Nothing can annoy and engage people more than sarcasm. It engages because it requires a little more thought, instead of saying something directly you say the exact opposite and expect the other person to understand you don’t mean it. It annoys for the exact same reason. Luckily, there have been a few studies done on sarcasm, especially in the USA.
They had some interesting but expected finds, like sarcasm being helpful for creativity but only when you know each other well. This makes sense, when a friend is sarcastic to you it can help you think in a different way but its hard to solve a problem when you’re busy trying to figure out why a stranger is being mean to you, thats why prisoners rarely solve mathematical questions.
Or there was a Chicago study on how sarcasm is understood across different mediums, when it was spoken there was a 73% understanding that the other person was being sarcastic but in email format that number dropped to 56%. This goes a long way to explaining the negative reaction to a recent email I sent.
This is why sarcasm can be so divisive, its all fun and games but there is a definite air of snootiness to the whole thing.
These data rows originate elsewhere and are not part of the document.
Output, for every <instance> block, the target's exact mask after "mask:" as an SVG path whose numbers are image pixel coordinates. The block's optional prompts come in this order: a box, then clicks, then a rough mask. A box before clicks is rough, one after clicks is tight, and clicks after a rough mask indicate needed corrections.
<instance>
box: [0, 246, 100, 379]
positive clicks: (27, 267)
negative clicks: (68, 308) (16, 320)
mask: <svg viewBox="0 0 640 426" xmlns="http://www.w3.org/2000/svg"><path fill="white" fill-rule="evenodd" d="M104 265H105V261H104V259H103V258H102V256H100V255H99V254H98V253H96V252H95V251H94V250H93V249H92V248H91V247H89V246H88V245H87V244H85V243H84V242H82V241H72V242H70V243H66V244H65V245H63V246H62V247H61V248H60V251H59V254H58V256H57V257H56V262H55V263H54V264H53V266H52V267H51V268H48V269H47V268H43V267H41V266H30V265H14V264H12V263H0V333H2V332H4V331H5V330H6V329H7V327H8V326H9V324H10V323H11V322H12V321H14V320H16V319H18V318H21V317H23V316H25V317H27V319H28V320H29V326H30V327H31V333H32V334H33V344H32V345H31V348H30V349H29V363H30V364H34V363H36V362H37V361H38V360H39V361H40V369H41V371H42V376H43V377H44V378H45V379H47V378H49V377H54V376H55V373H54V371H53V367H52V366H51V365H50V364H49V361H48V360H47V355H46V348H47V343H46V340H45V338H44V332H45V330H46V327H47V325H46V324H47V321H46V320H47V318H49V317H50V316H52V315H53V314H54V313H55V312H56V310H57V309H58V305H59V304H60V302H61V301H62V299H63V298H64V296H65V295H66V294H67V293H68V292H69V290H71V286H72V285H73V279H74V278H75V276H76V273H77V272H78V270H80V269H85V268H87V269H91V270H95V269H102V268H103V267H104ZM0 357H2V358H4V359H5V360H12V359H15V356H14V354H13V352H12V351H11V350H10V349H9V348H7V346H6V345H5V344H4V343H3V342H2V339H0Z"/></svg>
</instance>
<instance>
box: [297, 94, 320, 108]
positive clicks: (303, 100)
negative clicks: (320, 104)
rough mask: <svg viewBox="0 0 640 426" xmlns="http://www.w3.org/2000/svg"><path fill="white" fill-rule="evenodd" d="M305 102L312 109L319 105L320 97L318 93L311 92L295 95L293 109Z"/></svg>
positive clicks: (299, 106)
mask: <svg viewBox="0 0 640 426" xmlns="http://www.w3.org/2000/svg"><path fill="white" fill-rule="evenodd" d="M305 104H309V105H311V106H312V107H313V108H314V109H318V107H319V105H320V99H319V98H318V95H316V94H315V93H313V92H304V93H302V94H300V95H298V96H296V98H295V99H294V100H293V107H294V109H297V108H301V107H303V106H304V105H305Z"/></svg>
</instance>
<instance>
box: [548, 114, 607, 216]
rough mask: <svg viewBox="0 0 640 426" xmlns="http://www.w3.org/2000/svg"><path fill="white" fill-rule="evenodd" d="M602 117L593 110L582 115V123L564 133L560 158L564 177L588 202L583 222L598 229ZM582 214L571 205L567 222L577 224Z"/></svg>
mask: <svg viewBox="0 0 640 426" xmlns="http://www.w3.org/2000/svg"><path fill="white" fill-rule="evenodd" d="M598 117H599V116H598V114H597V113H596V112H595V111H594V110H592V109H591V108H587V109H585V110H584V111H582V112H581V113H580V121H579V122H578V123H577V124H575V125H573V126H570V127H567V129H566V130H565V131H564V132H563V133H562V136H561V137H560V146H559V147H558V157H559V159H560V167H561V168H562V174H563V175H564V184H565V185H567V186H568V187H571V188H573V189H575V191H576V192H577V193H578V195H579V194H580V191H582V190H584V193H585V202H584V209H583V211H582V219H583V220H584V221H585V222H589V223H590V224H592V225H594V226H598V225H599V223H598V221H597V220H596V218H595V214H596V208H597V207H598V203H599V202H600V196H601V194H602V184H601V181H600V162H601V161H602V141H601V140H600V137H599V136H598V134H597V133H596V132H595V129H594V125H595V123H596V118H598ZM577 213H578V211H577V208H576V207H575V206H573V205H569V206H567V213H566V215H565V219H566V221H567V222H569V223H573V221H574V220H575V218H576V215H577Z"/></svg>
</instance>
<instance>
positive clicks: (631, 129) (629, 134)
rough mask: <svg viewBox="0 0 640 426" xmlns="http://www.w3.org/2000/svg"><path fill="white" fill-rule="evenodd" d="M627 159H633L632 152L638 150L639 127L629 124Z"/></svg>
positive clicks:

Smugly nudging each other as you make fun of something, it's almost like a grown up version of a 12 year old repeating anything you say in a high nasally voice. And unlike those instances the answer isn’t as simple as assaulting a minor.
Sarcasm encompasses everything from a witty satire of a Russian revolution through the eyes of animals to a kid tweeting “I haven’t done anything all day #winning”. Its this second type of lazy sarcasm that people can hate, its lazy and reductive comedy. Someone trying to sound smart when they’re actually not saying anything clever.
While writing this post I actually started finding a lot of articles from people who hated sarcasm, from this wikihow article on dealing with sarcasm to articles on why it is a negative hurtful thing to do. I don’t know why but I find so much joy in imagining someone sitting there genuinely trying to wrap their head around the idea. They just want to understand what everyone is talking about. Its actually very sweet. I'm glad the articles are quite detailed with their explanations.
Americans get a lot of grief about their understanding of sarcasm, its often seen as one of the big differences between “British” and “American” humour. While this definitely isn’t true, some Americans understand sarcasm very well, its also totally true considering that in the study I mentioned earlier, even when spoken you still had 26% of university students unable to detect sarcasm. This fact is surprising, considering how dry some of their leaders can be.
Its also surprising because some of the best examples of sarcasm and satire I grew up with were American shows. The Simpsons is renowned for this, the show is dripping in dry humour. There are too many clips to pick from so here is one that at least summarises why sarcasm can actually be confusing. Sometime you're not even sure yourself if you're joking or not.
Its the nuance of the sarcasm that is a little harder for Americans to understand, it can be difficult to understand that every word being said is a joke even as its being serious. The English style doesn't bother with obvious indicators, they expect you to understand that it's a joke even as they remain completely serious the entire time. I like to imagine that somewhere in England there is briton walking around in a successful job with a lovely wife and kids and the truth is deep down he is just completely taking the piss.
If you mention sarcasms beautiful offshoot, satire, then the next question will always be whether The Colbert Report is a great piece of satire or the greatest piece of satire. His original show was an amazing example of satire, American style. It was so successful he was invited by Republicans to give a speech in President Bush’s honour, if you haven’t seen it just watch and remember that they hired him because they thought he was genuinely conservative, which is both hilarious and horrifying. Colbert is a genius, simple as that, I can’t resist giving Colbert more than one link, so here is a rarer clip that also works as a brilliant example of sarcasm, when you use the words and attitudes of the person you are making fun of against them.
Sarcasm and satire are popular for a reason, they will always be around. Its just important to remember that you can get in a lot of trouble later if the person you’re speaking to doesn’t realise you weren’t being serious.